Reputation: 1
How can I use Solr for language identification of documents obtained by crawling with nutch?
I installed Nutch 1.9 and Solr 4.8.1.
I added a new core, named "core-test"
to solr by means of Core Admin in the Solr Admin page and I followed the steps in Solr wiki for language detection during documents indexing.

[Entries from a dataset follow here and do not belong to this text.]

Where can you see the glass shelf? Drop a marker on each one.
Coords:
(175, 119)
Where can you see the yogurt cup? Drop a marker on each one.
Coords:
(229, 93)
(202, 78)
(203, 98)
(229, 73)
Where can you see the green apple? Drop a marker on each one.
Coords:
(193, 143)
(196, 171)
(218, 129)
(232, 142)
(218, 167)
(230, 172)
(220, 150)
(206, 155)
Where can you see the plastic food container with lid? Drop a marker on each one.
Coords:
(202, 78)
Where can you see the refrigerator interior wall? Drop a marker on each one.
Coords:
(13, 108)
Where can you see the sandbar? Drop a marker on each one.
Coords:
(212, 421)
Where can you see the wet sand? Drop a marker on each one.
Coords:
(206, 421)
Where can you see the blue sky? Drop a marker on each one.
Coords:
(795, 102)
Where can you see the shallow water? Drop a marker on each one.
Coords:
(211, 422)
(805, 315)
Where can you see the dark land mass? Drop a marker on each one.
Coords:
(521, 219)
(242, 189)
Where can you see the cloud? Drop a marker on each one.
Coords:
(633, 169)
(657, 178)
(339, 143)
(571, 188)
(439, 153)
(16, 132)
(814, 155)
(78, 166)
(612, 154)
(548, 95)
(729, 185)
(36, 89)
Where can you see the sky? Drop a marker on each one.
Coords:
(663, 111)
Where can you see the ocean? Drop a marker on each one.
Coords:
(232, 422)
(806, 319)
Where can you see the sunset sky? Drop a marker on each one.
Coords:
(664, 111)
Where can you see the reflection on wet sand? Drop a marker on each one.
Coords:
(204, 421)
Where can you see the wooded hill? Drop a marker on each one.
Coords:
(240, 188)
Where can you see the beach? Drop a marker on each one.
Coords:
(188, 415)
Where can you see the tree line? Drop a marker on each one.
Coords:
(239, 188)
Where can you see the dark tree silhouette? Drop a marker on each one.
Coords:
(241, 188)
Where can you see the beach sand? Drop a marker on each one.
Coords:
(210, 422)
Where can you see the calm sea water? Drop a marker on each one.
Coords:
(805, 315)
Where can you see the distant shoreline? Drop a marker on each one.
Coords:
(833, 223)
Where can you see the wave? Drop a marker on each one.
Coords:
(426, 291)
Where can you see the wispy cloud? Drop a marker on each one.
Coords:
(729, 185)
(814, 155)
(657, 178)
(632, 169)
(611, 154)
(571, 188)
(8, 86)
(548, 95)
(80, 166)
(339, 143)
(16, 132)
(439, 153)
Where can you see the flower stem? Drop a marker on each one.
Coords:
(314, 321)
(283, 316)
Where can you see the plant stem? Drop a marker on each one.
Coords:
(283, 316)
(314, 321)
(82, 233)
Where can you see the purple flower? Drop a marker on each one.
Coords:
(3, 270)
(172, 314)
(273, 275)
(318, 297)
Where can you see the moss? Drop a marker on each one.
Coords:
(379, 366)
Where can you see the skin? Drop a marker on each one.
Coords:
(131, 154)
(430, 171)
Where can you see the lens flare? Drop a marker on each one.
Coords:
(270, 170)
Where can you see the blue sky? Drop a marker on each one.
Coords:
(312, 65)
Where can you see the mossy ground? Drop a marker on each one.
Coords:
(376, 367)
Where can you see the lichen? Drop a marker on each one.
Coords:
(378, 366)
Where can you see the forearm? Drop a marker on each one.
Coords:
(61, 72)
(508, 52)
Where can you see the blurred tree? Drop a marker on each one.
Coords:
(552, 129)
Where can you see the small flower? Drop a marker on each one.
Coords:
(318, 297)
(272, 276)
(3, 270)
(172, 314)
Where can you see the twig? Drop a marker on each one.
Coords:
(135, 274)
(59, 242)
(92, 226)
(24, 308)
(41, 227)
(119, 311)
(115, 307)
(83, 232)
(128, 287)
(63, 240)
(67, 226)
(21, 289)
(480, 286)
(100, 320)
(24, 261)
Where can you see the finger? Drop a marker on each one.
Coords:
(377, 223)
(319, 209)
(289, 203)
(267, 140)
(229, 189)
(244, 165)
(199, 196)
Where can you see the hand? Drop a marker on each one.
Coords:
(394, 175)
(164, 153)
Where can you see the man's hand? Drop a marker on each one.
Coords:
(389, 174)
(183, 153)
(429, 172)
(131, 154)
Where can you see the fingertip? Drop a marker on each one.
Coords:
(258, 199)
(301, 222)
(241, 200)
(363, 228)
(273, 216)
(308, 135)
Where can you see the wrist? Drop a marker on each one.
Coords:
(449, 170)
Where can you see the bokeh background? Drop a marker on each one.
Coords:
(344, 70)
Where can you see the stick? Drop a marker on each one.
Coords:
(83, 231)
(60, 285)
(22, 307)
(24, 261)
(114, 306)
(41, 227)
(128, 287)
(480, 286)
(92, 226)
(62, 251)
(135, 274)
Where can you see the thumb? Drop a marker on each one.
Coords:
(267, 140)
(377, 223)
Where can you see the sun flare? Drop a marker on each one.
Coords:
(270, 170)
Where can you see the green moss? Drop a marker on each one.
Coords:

I modified the schema.xml in core-test/conf by adding the field
<field name="language_s" type="string" stored="true" indexed="true"/>
Then, I used Nutch for crawling a set of web pages by
crawl seed.txt Test http://localhost:8983/solr/core-test 2
Nutch works appropriately but the language of the documents is not identified, i.e. I don't obtain the field language_s
when I make a query in http://localhost:8983/solr/#/core-test/query with q
set to ":"
.
Upvotes: 0
Views: 784
Reputation: 782
You need to enable the language detection of Nutch. Copy the xml tag below to Nutch_HOME/conf/nutch-site.xml
:
<property>
<name>plugin.includes</name>
<value>protocol-http|urlfilter-regex|parse-(html|tika)|index-(basic|anchor)|indexer-solr|scoring-opic|urlnormalizer-(pass|regex|basic)|language-identifier</value>
</property>
The above tag enables the language-detection plugin bundled with Nutch. As described in Nutch's wiki, the plugin will add a field named "lang" which contains the language code of your documents.
Upvotes: 2